UNICA: A Unified Neural Framework for Controllable 3D Avatars

Abstract

Controllable 3D human avatars have found widespread applications in 3D games, the metaverse, and AR/VR scenarios. The conventional approach to creating such a 3D avatar requires a lengthy, intricate pipeline encompassing appearance modeling, motion planning, rigging, and physical simulation. In this paper, we introduce UNICA (UNIfied neural Controllable Avatar), a skeleton-free generative model that unifies all avatar control components into a single neural framework. Given keyboard inputs akin to video game controls, UNICA generates the next frame of a 3D avatar's geometry through an action-conditioned diffusion model operating on 2D position maps.

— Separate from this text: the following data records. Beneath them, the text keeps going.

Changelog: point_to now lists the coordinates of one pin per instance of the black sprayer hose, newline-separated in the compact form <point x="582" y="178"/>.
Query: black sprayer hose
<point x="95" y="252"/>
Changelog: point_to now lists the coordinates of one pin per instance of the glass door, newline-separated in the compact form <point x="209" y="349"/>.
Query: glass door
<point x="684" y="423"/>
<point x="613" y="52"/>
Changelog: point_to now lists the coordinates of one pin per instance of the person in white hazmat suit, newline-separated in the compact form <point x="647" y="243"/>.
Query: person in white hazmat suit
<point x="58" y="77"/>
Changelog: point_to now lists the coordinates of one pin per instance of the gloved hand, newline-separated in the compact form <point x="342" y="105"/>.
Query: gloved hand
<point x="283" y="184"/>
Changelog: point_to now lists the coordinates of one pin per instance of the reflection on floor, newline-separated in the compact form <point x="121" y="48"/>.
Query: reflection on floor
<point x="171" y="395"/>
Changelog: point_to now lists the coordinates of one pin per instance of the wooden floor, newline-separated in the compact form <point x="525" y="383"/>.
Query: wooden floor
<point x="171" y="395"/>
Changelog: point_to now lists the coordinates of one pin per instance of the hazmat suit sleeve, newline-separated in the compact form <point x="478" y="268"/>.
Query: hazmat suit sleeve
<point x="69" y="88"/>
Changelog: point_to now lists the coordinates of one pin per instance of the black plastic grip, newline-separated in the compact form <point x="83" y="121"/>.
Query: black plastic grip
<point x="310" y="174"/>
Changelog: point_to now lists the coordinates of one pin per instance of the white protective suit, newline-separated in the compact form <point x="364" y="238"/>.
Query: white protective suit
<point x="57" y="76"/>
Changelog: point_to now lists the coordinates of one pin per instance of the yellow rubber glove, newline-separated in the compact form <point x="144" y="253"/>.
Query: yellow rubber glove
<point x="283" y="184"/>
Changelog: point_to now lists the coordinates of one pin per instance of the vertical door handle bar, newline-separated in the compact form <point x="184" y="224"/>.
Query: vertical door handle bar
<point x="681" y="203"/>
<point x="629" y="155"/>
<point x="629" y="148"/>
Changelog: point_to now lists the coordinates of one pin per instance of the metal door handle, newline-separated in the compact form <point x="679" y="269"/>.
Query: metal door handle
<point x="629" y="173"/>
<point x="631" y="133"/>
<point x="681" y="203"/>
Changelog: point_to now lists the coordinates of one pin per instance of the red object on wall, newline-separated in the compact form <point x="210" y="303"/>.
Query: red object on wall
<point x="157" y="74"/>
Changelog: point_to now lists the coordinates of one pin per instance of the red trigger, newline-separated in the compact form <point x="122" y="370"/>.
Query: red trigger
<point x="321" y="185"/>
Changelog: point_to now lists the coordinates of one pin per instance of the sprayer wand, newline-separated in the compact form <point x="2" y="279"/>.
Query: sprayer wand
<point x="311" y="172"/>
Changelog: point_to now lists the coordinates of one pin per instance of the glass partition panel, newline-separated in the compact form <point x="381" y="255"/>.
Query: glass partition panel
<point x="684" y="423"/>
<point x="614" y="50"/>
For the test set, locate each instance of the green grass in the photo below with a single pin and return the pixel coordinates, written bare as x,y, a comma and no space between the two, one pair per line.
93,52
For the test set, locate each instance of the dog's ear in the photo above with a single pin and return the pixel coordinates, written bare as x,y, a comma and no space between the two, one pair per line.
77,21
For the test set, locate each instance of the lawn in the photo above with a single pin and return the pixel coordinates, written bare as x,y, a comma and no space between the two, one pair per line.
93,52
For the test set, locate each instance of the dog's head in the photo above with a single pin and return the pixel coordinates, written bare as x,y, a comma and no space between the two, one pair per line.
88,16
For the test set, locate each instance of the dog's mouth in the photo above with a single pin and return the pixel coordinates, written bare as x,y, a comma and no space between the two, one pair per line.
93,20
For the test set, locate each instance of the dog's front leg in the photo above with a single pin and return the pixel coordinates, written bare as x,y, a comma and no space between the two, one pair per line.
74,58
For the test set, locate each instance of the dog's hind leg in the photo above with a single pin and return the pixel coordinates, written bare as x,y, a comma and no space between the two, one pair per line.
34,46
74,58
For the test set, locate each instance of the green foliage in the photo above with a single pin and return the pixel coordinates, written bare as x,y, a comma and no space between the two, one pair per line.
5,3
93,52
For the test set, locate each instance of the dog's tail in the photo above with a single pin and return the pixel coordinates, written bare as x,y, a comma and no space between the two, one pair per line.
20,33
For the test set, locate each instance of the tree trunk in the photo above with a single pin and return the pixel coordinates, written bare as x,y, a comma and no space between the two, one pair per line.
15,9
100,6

A point transformer then maps the resulting geometry to 3D Gaussian Splatting for high-fidelity free-view rendering. Our approach naturally captures hair and loose clothing dynamics without manually designed physical simulation, and supports extra-long autoregressive generation. To the best of our knowledge, UNICA is the first model to unify the workflow of "motion planning, rigging, physical simulation, and rendering". Code is released at https://github.com/zjh21/UNICA.

Figures (21)

• Figure 1: UNICA is a unified model that generates action-controlled, $360^\circ$-renderable 3D avatars with dynamics. For the first time, UNICA unifies a workflow of "motion planning, rigging, physical simulation, and rendering" within a single model.
• Figure 2: The pipeline of UNICA. UNICA consists of an action-conditioned multi-frame diffusion model for avatar geometry and a point transformer for point-to-3DGS appearance mapping. The diffusion model takes latents of three position maps as context and generates one subsequent position map conditioned on a chosen action embedding. The generated position map is upscaled using bilinear interpolation and combined with other base 3DGS attributes to form a coarse 3DGS. The point transformer then refines the coarse 3DGS into one with avatar-specific appearance details.
• Figure 3: The position map rendering process and visualization of a four-frame group. (a) We use an A-Pose mesh of the avatar as geometry and the vertex coordinates of the posed avatar as vertex colors to render position maps. The position maps are rendered from six orthogonal views. (b) We partition the motion sequence into groups of four frames and normalize each group.
• Figure 4: Demonstration of progressive 4D inference. During autoregressive inference of UNICA, each round generates a relative movement that is accumulated in 3D space for the actual movement of the 3D avatar. The output frame of round $n$ will be renormalized before it is used as input for round $n+1$.
• Figure 5: Animation results of UNICA demonstrating avatar response to key presses. For visualization clarity, we sample one frame every three frames along the trajectory.